In Junior High Sears catalogues gave way to Playboy magazines, Garret Brockford’s Dad had an extensive collection. Who needs bras - hello soft porn. A few grittier Penthouse mags featured racier photos and the invaluable resource of Penthouse Forum, letters from readers describing in explicit detail their sexual experiences. Key descriptors such as “thick load of pecker snot” could be learned here and integrated into daily conversation. Magazines laid out across the carpet, opened to photo spreads and centrefolds in a carpeted wood paneled basement which may or may not have been windowless, we pored over them with scholarly zeal. Sweating and stinking.
So long Sears. With dry mouths and unacknowledged wood, childhood stumbled into the gutter.



Oy yoi yoi yoi yoi. You funny.
"But Mum, I really like those other pants, referring to the groovy ones that didn’t look like two potato sacks sewn together by a penniless hermit." Genius writing David! This is crazy, because Steve and I have had repeated conversations about our reverence for the Sear's catalogue, growing up. I would pore over it greedily during the holiday season, coveting the Johnny West figurines. My mother did her shopping in Sherwood Park, at the Zellers. A lot of my clothes came from K Mart, Saan or Salvation Army.
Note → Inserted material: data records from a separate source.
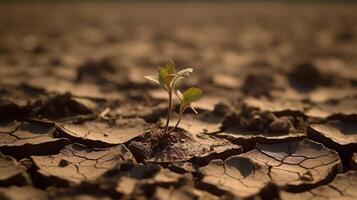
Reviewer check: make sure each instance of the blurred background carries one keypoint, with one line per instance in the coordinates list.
(253, 47)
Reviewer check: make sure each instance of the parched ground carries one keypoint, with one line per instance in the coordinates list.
(278, 118)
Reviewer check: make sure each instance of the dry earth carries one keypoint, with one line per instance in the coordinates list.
(277, 119)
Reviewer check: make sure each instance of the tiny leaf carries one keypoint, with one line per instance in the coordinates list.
(191, 94)
(153, 79)
(185, 72)
(162, 75)
(170, 67)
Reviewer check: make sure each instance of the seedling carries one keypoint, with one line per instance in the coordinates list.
(167, 78)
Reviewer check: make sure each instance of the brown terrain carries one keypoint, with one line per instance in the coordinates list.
(277, 119)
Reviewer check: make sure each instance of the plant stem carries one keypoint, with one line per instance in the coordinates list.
(178, 121)
(169, 112)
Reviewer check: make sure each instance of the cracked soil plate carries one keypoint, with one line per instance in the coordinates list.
(77, 163)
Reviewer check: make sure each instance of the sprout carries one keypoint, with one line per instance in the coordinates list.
(167, 78)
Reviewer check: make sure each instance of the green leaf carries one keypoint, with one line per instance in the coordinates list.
(184, 72)
(170, 67)
(162, 76)
(153, 79)
(191, 94)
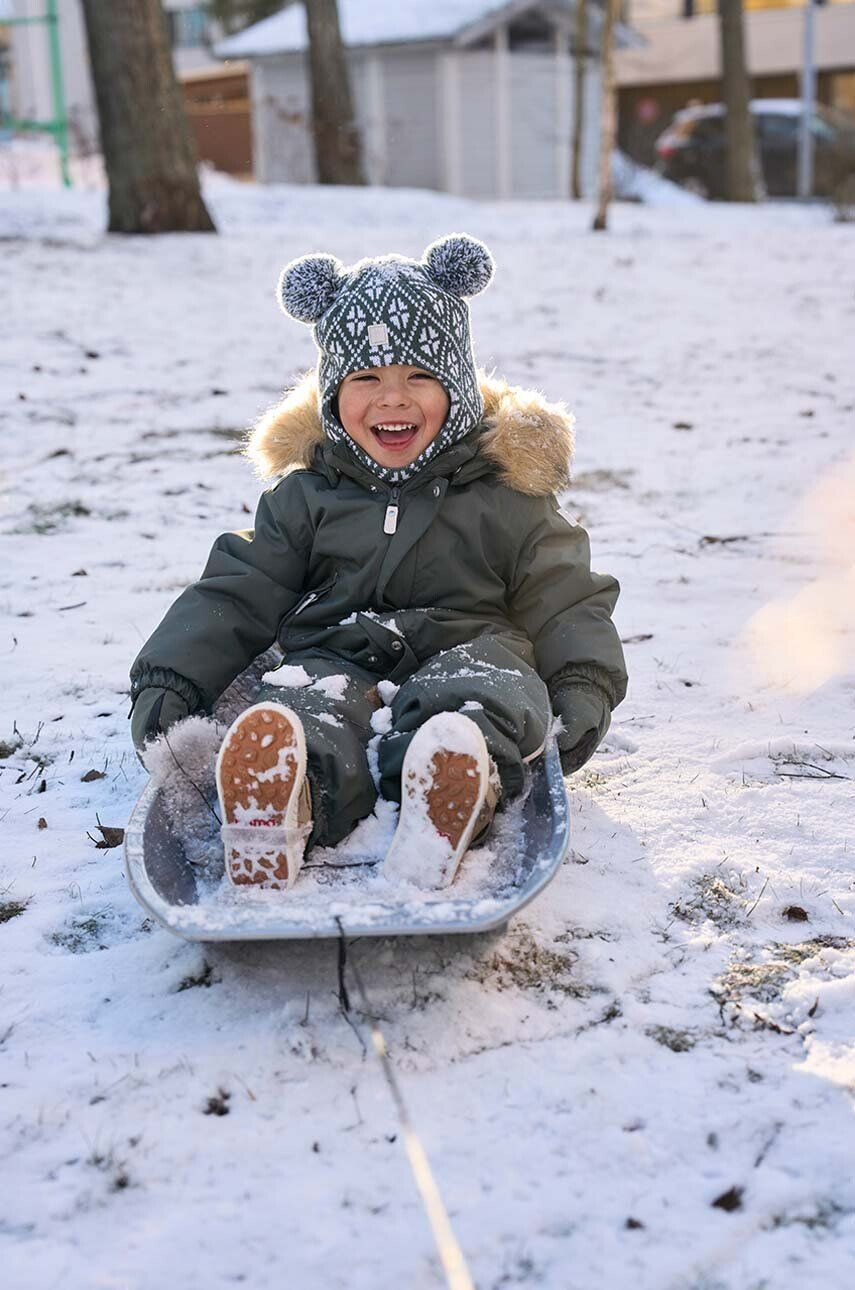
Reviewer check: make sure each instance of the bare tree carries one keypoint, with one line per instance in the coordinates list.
(148, 152)
(608, 114)
(338, 152)
(740, 158)
(579, 67)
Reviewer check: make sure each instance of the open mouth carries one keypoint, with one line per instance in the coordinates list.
(396, 435)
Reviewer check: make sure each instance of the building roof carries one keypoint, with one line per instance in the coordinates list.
(686, 49)
(391, 22)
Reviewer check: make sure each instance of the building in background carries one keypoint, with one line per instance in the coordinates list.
(678, 62)
(26, 89)
(472, 98)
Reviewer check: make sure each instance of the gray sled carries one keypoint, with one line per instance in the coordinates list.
(172, 890)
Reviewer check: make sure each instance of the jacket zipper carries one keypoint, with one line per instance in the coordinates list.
(308, 599)
(390, 520)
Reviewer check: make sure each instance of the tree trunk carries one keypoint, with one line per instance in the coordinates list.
(608, 115)
(338, 152)
(148, 152)
(740, 159)
(579, 66)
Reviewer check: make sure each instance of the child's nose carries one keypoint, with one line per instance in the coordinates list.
(393, 394)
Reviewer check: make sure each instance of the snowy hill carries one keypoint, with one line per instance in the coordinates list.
(648, 1080)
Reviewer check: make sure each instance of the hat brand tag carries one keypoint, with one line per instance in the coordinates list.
(378, 333)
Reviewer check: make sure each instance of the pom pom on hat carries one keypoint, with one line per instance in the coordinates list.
(459, 265)
(308, 285)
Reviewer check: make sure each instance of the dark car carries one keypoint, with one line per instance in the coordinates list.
(691, 151)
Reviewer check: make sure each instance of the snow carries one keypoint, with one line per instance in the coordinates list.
(421, 853)
(673, 1017)
(290, 675)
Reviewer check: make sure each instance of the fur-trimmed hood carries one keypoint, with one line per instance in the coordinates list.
(528, 439)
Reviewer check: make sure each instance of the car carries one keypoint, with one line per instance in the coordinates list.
(691, 150)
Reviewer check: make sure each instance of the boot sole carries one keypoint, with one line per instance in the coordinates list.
(261, 769)
(450, 791)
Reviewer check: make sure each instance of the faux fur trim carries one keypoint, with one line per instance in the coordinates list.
(526, 437)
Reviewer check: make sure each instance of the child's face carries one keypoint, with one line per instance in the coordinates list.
(392, 413)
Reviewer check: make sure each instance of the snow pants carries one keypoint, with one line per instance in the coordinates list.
(356, 747)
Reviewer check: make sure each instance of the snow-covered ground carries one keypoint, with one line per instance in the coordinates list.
(649, 1079)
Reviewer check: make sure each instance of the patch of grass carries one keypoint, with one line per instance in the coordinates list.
(797, 953)
(764, 982)
(825, 1217)
(107, 1162)
(10, 910)
(204, 978)
(83, 933)
(50, 516)
(599, 481)
(524, 964)
(218, 1104)
(715, 898)
(677, 1040)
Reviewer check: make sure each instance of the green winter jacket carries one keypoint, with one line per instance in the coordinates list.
(479, 546)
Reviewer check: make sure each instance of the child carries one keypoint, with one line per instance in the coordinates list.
(414, 539)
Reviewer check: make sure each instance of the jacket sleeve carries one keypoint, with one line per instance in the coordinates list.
(565, 609)
(231, 614)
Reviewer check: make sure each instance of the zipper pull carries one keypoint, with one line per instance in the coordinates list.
(390, 520)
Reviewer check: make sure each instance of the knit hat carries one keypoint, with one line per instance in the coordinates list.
(393, 310)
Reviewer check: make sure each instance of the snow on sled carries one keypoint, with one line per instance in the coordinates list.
(190, 894)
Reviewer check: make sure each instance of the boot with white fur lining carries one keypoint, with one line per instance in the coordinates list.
(265, 797)
(448, 796)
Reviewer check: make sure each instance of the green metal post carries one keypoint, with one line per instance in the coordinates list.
(58, 92)
(58, 125)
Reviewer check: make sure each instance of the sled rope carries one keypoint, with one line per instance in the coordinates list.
(452, 1257)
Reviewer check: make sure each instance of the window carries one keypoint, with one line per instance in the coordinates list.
(778, 128)
(187, 27)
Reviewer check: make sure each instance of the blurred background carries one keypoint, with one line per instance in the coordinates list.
(467, 97)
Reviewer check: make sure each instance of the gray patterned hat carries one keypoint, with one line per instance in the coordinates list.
(393, 310)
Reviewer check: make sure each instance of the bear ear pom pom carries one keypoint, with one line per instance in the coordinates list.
(459, 265)
(307, 287)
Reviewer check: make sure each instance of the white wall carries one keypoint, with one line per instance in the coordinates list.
(281, 115)
(31, 87)
(430, 120)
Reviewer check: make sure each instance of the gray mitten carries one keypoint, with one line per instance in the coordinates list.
(586, 715)
(155, 711)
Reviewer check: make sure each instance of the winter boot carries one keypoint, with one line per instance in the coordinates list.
(265, 796)
(449, 792)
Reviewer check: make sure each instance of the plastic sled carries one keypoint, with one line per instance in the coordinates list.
(169, 889)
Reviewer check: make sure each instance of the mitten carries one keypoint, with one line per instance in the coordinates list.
(584, 715)
(155, 711)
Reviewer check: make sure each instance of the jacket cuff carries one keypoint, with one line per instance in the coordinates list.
(586, 675)
(164, 679)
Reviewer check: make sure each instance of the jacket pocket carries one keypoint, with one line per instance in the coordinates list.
(306, 600)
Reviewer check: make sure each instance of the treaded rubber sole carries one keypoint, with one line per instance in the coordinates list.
(261, 770)
(444, 787)
(453, 796)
I am embarrassed to say that, at age 7, I wore gaucho parts without requisite shame. I LIKED THEM, in fact and paired these abominations with knee socks with the initials B.C.R. on them (for, natch, BAY CITY ROLLERS!). Thankfully there is no photographic evidence of this. I faced terrible bullying in the 7th grade when I naively told classmates my jacket came from Salvation Army. It was considered verboten because my generation, even pre-instagram, was not impervious to shallow commercial conceits. Levis were cool, Wranglers were not, etc. My mother did not shop at Salvation Army because of we were poor (though we weren't affluent either). Like your mom, she was practical. Later, when I grew up, I loved Salvation Army, bought cheap knock off Converse sneakers there. I am going to pass this post along to Steve, who will LOVE THIS. He has also waxed nostalgic about Penthouse forum. We bought a vintage Penthouse once when traveling through the U.S. When I was a child, my dad read Playboy and Penthouse, and these publications were unashamedly placed on the coffee table. My parents also had a copy of Joy of Sex, the version with the hippy couple, and my childhood friends and I would paw through it when our parents were away. We pretended to be dismayed, rather than mildly titillated and curious. This is so fucking good David. I hope you are going to publish a memoir. I read Margaret Atwood's memoir recently and, while I love her novels, it was perfunctory. This is much more lyrical and interesting, and, I suppose I have a selfish interest, in that you are articulating a timeline and geography that I inhabited. Keep up the great work. Keep on writing! ps. I too, wore my share of shit brown cords, flared (the pant legs would get caught in my bike spokes) and Cougar platform shoes.